# COL 216 Assignment 3: L1 Cache Simulator for Quad-Core Processor

Aditya Anand (2023CS50284) Vansh Ramani (2023CS50804)

May 9, 2025

### 1 Implementation

#### 1.1 Class Overview

The simulator comprises six key modules, each handling a specific aspect of the L1 cache simulation:

- TraceReader: Reads and parses memory access traces for each core.
- Core: Simulates a processor core's execution, issuing memory instructions and managing stalls.
- Cache: Models a private, E-way set-associative L1 data cache per core with  $2^s$  sets and  $2^b$ -byte blocks. Supports write-back, write-allocate, LRU replacement, and MESI coherence.
- Bus: A shared communication medium handling coherence transactions and arbitration.
- Simulator: Orchestrates core execution, bus activity, and simulation cycles.
- StatsPrinter: Aggregates and reports cache performance metrics.

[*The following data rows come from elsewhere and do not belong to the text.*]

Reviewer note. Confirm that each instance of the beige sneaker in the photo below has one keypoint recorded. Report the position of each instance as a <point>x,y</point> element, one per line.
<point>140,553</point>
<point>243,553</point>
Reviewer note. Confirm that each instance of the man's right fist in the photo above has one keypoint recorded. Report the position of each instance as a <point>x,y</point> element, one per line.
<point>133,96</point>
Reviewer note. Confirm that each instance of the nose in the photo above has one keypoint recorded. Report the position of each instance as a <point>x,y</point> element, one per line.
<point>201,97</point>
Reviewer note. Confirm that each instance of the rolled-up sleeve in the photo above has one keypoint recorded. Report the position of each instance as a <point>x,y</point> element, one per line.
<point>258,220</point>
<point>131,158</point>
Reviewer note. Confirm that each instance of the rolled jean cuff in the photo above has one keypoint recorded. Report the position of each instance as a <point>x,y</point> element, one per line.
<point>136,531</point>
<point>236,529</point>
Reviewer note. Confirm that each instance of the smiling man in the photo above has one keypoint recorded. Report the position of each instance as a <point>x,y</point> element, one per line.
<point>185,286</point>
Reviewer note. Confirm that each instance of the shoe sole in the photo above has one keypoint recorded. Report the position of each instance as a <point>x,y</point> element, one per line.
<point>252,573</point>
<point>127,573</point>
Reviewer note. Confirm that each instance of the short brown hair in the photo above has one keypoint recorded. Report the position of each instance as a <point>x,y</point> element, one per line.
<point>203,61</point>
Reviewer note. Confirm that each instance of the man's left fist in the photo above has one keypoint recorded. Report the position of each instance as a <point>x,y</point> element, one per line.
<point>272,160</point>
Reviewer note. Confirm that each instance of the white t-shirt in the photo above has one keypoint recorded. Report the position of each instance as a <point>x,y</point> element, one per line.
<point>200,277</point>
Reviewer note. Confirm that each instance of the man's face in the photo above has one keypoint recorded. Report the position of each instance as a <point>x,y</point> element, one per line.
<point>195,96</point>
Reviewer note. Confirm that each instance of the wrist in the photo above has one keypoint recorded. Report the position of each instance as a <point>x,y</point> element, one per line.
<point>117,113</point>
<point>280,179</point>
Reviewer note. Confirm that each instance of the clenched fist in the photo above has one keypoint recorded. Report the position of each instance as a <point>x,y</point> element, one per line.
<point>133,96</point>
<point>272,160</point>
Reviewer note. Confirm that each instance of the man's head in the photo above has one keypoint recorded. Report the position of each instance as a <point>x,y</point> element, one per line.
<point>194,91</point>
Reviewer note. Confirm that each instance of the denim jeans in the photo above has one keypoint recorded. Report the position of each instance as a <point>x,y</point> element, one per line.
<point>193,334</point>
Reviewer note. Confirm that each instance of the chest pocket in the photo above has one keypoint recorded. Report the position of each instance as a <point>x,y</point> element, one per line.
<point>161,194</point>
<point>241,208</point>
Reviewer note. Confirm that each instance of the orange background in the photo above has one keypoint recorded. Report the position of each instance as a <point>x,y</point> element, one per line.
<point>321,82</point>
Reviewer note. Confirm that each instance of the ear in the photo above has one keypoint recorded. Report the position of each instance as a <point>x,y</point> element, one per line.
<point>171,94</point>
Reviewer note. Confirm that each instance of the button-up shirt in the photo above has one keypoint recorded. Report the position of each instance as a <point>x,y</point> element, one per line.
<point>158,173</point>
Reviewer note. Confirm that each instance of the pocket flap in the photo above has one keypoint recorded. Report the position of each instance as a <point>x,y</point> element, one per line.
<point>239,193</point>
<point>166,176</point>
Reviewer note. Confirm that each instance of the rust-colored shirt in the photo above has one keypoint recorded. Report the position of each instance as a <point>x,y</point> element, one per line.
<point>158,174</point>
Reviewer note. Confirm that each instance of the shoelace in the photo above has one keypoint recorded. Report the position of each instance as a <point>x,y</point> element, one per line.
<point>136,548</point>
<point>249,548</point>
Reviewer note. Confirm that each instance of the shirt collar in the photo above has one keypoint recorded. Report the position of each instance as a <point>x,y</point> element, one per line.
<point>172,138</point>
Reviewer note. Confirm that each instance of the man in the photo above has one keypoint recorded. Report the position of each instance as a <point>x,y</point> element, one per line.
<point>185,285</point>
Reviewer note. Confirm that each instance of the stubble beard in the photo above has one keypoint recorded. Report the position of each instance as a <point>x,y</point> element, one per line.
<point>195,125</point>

### 1.2 Module Descriptions

#### 1.2.1 TraceReader

Reads trace files (one per core) line-by-line. Each line specifies a memory operation (R or W) and a hexadecimal address, converted into TraceEntry structs with a 32-bit address and operation type. Uses standard C++ I/O with input validation.

### 1.2.2 Core

Represents a CPU core, executing one memory operation per cycle unless stalled. Communicates with its private L1 cache and other caches via the bus. Features:

- Instruction stream from the trace.
- Counters for instructions, read/write operations, idle cycles, and total cycles.
- State tracking for stalls due to cache misses or coherence waits.
- tick() function to issue instructions or increment idle time.

#### 1.2.3 Cache

Each core has a local cache configured with:

- E lines per set,  $2^s$  sets, and block size of  $2^b$  bytes.
- Cache lines storing tags, MESI states, LRU timestamps, valid/dirty flags.
- Read/write methods updating LRU order on hits and initiating coherence on misses.
- allocateBlock() and handleMiss() for block allocation and evictions.
- Snooping support for BusRd, BusRdX, and MESI transitions (e.g., Shared  $\rightarrow$  Invalid).

#### 1.2.4 Bus

Manages inter-cache coherence communication:

- Round-robin arbitration for transactions.
- Queues for pending transactions, prioritizing BusRdX over BusRd or WriteBack.
- tick() processes transactions, handles snoop responses, and triggers cache state changes.
- Tracks bytes transferred and latency for memory vs. cache-to-cache transfers.

#### 1.2.5 Simulator

Coordinates cores and caches. In each cycle:

- Calls tick() on each core.
- Updates the bus and processes snoop responses.
- Monitors termination when all cores finish their traces.
- Finalizes per-core cycle counts and statistics.

#### 1.2.6 StatsPrinter

Reports:

- Cache parameters (size, associativity, block size).
- Per-core stats: accesses, execution/idle cycles, misses, evictions, writebacks, invalidations.
- Bus stats: total transactions and data transferred.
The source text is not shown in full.